OA: A 2ª Bienal de Poesia de Brasília se passará em setembro deste ano. Conte-nos um pouco sobre a programação dela.
AM:
Queremos oferecer um panorama da poesia que é praticada no Brasil, em Iberoamerica e em alguns países mais. Vamos ter participantes também de Cabo Verde, Moçambique assim como da Suécia, da Indonésia e de outros países mais remotos. Vamos promover leituras de poemas na Biblioteca Nacional de Brasília, em bibliotecas e escolas da perifieria, na rodoviária e na praça, nos bares e em universidades. Poesia visual, cordel, poesia pintada e vídeo. O melhor é ir ao nosso sitio que está sendo montado, com novidades à medida que chegam as confirmações para a montagem final da programação: http://bipbrasilia.com/
OA: A Bienal de Poesia reunirá não apenas vários poetas brasileiros, como também os representantes da lusofonia poética em geral. Que eu saiba, o português Luís Serguilha e a moçambicana Tânia Tomé já confirmaram sua vinda a Brasília. Será que os poetas de outros países e idiomas participarão da Bienal?
AM:
Sim, já temos grandes nomes como Humberto Ak´Abal da Guatemala, Juan Calzadilla da Venezuela, Clemente Padin do Uruguai, Corsino Fortes de Cabo Verde.. Melhor é ir ao sitio... Alguns nomes vêm pelsa embaixadas (Mèxico, Panamá, Espanha, etc) cujos nomes estão sendo confirmados, os poemas traduzidos ao português para uma apresentação pública bilíngue. Como aconteceu antes, vamos lançar o Poemário Oficial do evento e uma antologia de poesia goiana, oficial da BIP, organizada por Salomão Sousa. Na bienal anterior, lançamos uma antologia de Brasília e uma infanto-juvenil produzida pelos jovens.Além daquele magnífico volume da poesia visual intitulada OBRANOME organizada por Wagner Barja. Na III BIP vamos escolher outra região, entre as menos favorecidas em termos de divulgação de sua produção poética. Mas também estamos organizando um encontro de tradutores, outro com os editores, um seminário sobre poesia infantil. Etc, etc.

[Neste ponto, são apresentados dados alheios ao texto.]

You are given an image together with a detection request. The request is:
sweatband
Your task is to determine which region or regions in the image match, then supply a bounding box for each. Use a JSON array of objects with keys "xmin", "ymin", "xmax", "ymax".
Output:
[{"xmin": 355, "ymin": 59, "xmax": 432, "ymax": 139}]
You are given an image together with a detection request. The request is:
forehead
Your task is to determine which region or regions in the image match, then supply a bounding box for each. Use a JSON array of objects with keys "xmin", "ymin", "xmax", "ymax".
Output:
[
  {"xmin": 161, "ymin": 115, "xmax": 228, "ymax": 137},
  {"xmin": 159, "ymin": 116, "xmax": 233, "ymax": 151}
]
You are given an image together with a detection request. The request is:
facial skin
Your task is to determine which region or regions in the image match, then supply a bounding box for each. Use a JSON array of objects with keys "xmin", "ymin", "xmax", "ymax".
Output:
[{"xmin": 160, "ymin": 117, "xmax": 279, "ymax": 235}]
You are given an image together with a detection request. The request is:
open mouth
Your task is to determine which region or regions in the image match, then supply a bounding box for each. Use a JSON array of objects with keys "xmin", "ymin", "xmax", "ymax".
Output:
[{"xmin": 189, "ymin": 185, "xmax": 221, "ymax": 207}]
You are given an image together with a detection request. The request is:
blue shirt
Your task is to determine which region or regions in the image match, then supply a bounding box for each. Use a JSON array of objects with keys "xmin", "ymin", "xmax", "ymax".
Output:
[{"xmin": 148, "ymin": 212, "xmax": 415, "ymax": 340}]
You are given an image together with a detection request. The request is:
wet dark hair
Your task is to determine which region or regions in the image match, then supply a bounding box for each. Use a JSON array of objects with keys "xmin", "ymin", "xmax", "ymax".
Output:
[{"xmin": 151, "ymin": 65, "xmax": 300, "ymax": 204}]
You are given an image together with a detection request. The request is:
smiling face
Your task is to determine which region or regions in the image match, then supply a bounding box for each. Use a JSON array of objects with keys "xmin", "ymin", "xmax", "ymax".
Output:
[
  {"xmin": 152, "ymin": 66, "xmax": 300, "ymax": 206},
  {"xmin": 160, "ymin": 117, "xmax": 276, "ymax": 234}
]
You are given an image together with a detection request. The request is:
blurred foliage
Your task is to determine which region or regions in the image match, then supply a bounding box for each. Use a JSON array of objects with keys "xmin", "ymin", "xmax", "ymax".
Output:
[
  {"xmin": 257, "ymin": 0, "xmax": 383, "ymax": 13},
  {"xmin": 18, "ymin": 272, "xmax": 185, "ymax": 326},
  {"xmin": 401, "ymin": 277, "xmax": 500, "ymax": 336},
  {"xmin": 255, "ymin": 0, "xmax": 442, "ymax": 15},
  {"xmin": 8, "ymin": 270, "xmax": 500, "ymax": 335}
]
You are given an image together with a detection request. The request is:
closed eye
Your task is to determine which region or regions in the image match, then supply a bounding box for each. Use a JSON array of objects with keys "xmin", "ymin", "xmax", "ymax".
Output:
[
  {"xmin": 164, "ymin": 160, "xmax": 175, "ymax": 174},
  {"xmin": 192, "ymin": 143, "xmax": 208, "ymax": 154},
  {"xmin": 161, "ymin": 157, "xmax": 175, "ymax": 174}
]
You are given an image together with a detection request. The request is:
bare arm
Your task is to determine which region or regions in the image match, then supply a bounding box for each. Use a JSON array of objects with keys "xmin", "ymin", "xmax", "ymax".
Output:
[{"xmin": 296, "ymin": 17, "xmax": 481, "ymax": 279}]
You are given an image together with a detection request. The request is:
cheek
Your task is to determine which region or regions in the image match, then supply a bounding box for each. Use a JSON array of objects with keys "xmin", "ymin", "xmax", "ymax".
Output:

OA: Discutindo os destinos da poesia no mundo contemporâneo, deixamos de lado a personalidade do poeta Antonio Miranda. Os leitores da nossa revista estariam interessados em saber como é seu presente criativo e seus planos para o futuro.
AM:
Wally Salomão me fez uma dedicatória em um de seus livros, dizendo que eu sou um “oximoro concreto”. Pois é, eu cultivo a poesia textual, a visual, a satírica, a social e, apesar da idade, ainda faço incursões pela lírica amorosa. E pratico a poiesofia, o poema-ensaio além do poema-objeto. Tenho alguns heterônimos para dividir esta variedade. Até mesmo um pseudônimo que eu não revelo, pelo menos, por enquanto... E tenho no prelo, em vários países — Brasil, Venezuela, México — livros inéditos e antologias. E publico o tempo todo na minha página pessoal: http://www.antoniomiranda.com.br/poesia_ilustrada/poesia_ilustrada.html onde estão textos em português, mas também versões em russo (por Oleg Almeida...), em basco, em guarani, em alemão, italiano, francês, inglês, holandês ... e até em latim e tukano.
OA: Muito obrigado pela entrevista. Foi um prazer conversarmos. Desejo-lhe novos sucessos em seu nobre ofício de escritor e promotor cultural.
Entrevista feita com Antonio Miranda, em Brasilia, junho 2011, para publicação numa revista eletrônica.